Без повода и с причиной, и так по кругу: что только не слышал про себя Жарков.
Может, одни только жулики называли его по имени-отчеству, и не желали ничего такого.
«Георгий Фёдорович! Начальник! Сукой буду – не вру!»
Иногда он думал: почему так? Будто действительно творит произвол или, как выразилась активная девушка из штаба оппозиционной верхушки, «взрывает Россию изнутри». Она тыкала в его доброе лицо камерой телефона, сторонники кружили рядом и тоже снимали, как обычный полицейский пытается успокоить нарушающих порядок граждан.
– Ватник! – кричали одни.
– Полицай! – орали вторые.
– Убийца, – справедливо замечали третьи.
Четвёртые и пятые бросались чем придётся: мусором в мусора.

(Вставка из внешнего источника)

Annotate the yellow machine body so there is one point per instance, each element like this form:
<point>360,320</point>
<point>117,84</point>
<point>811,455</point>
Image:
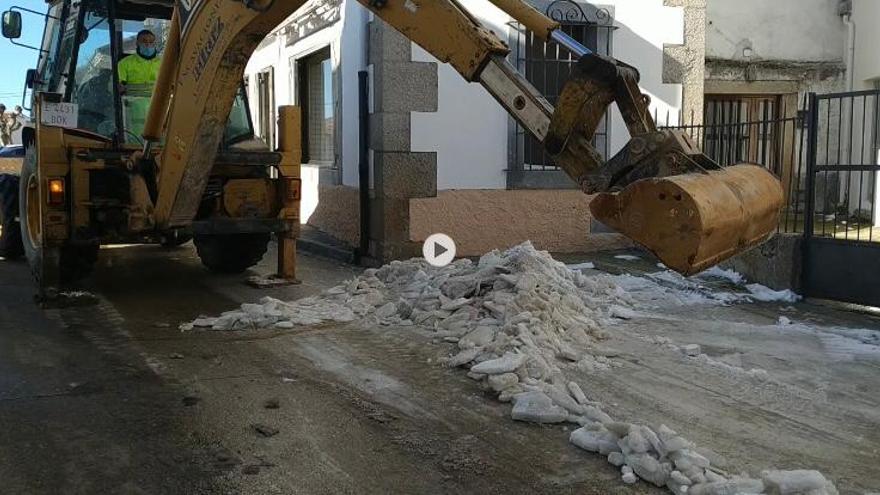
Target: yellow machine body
<point>694,221</point>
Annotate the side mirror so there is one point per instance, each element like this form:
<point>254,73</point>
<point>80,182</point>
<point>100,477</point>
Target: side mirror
<point>12,24</point>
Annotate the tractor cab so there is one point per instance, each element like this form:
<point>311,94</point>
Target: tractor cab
<point>84,42</point>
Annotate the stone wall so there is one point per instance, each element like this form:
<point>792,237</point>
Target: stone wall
<point>338,213</point>
<point>684,64</point>
<point>400,86</point>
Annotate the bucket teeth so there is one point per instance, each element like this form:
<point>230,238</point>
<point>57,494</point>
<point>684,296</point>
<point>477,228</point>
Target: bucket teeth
<point>694,221</point>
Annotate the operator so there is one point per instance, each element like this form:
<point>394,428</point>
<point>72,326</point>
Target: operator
<point>137,76</point>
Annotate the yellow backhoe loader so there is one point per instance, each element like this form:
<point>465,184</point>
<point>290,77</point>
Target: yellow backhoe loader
<point>93,174</point>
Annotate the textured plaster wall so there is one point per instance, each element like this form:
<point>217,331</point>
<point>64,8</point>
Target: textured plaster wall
<point>791,30</point>
<point>338,213</point>
<point>482,220</point>
<point>802,41</point>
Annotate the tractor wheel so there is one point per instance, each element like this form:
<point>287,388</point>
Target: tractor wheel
<point>51,266</point>
<point>10,232</point>
<point>231,253</point>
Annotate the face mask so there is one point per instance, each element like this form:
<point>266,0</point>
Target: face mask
<point>147,52</point>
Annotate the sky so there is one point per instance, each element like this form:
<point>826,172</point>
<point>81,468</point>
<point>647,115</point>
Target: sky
<point>16,60</point>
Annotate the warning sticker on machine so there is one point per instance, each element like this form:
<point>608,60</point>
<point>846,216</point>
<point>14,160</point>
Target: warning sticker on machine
<point>59,114</point>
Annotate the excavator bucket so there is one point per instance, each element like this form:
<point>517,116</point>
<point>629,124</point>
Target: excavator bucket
<point>694,221</point>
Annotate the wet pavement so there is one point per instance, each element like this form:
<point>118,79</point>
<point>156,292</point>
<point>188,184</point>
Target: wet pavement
<point>111,397</point>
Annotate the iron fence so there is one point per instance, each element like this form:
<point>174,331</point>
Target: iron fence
<point>843,166</point>
<point>768,131</point>
<point>824,148</point>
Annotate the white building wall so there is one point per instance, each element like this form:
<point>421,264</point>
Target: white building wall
<point>469,131</point>
<point>793,30</point>
<point>347,39</point>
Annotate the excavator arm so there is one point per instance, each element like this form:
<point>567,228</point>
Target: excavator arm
<point>659,190</point>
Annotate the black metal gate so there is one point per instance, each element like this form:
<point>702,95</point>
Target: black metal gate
<point>842,225</point>
<point>548,66</point>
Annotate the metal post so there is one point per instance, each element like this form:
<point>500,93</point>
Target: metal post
<point>364,163</point>
<point>810,206</point>
<point>290,147</point>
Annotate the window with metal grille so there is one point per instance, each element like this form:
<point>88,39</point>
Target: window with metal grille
<point>548,66</point>
<point>316,99</point>
<point>742,128</point>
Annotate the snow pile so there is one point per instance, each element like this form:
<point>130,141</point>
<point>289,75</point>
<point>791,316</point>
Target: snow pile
<point>518,319</point>
<point>273,312</point>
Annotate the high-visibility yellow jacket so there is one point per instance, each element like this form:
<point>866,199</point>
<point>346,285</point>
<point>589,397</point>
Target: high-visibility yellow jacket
<point>135,69</point>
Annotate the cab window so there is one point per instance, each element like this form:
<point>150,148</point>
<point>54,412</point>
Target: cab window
<point>93,75</point>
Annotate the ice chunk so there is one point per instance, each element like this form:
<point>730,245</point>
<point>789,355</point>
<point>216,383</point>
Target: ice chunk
<point>622,313</point>
<point>635,441</point>
<point>577,393</point>
<point>507,363</point>
<point>649,468</point>
<point>627,257</point>
<point>536,407</point>
<point>766,294</point>
<point>502,381</point>
<point>736,486</point>
<point>627,475</point>
<point>464,357</point>
<point>691,350</point>
<point>479,337</point>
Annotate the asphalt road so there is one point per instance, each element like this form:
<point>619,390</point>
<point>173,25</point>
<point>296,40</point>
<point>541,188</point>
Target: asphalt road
<point>108,396</point>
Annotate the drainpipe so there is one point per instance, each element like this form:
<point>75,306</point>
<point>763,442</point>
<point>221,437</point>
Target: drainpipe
<point>364,165</point>
<point>847,134</point>
<point>850,50</point>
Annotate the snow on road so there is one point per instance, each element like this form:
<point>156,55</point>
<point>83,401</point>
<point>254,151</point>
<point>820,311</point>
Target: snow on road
<point>523,324</point>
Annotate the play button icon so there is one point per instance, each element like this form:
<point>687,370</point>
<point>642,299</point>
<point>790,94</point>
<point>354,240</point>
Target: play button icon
<point>439,250</point>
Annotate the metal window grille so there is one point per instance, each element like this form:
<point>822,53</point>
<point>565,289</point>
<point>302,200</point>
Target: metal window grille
<point>316,98</point>
<point>548,66</point>
<point>768,130</point>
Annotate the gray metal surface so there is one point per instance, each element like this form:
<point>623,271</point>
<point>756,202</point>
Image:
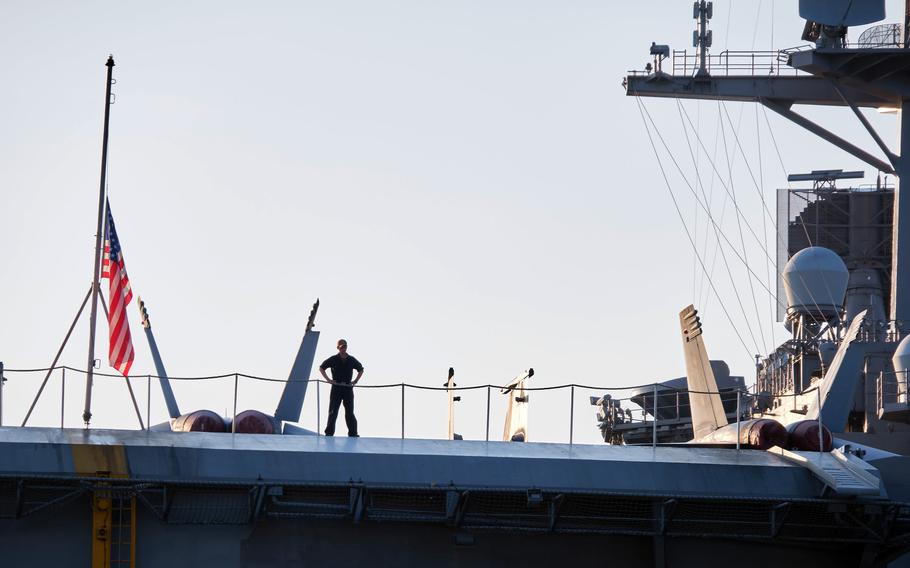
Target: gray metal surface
<point>207,458</point>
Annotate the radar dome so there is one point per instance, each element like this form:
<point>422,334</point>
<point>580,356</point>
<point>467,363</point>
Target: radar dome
<point>815,280</point>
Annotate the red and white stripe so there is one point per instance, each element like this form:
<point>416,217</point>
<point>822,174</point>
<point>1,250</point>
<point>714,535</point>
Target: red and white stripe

А может, действительно так. И впрямь – форменный бандит, а не хранитель права и порядка. Ведь зачем-то убил, ведь зачем-то снова допустил смерть одного и второго, и в себя тоже позволил выстрелить.
Снова протарабанили в дверь. Должно быть, красавцы взяли карлика под руки и монотонно колотили его большой и страшной головой о плотное покрытие.
Деньги сыпались с потолка, не выдерживая ни высоты, ни массы.
Откуда-то с пола Жарков схватил сигаретную пачку и выскочил, раздетый, на лоджию. Закурил, вдохнул, пропустил первую тягу. Он вытащил сигарету в окно, чтобы щелчком по фильтру стряхнуть пепел, но там – внизу – на голом асфальте обнаружил – их.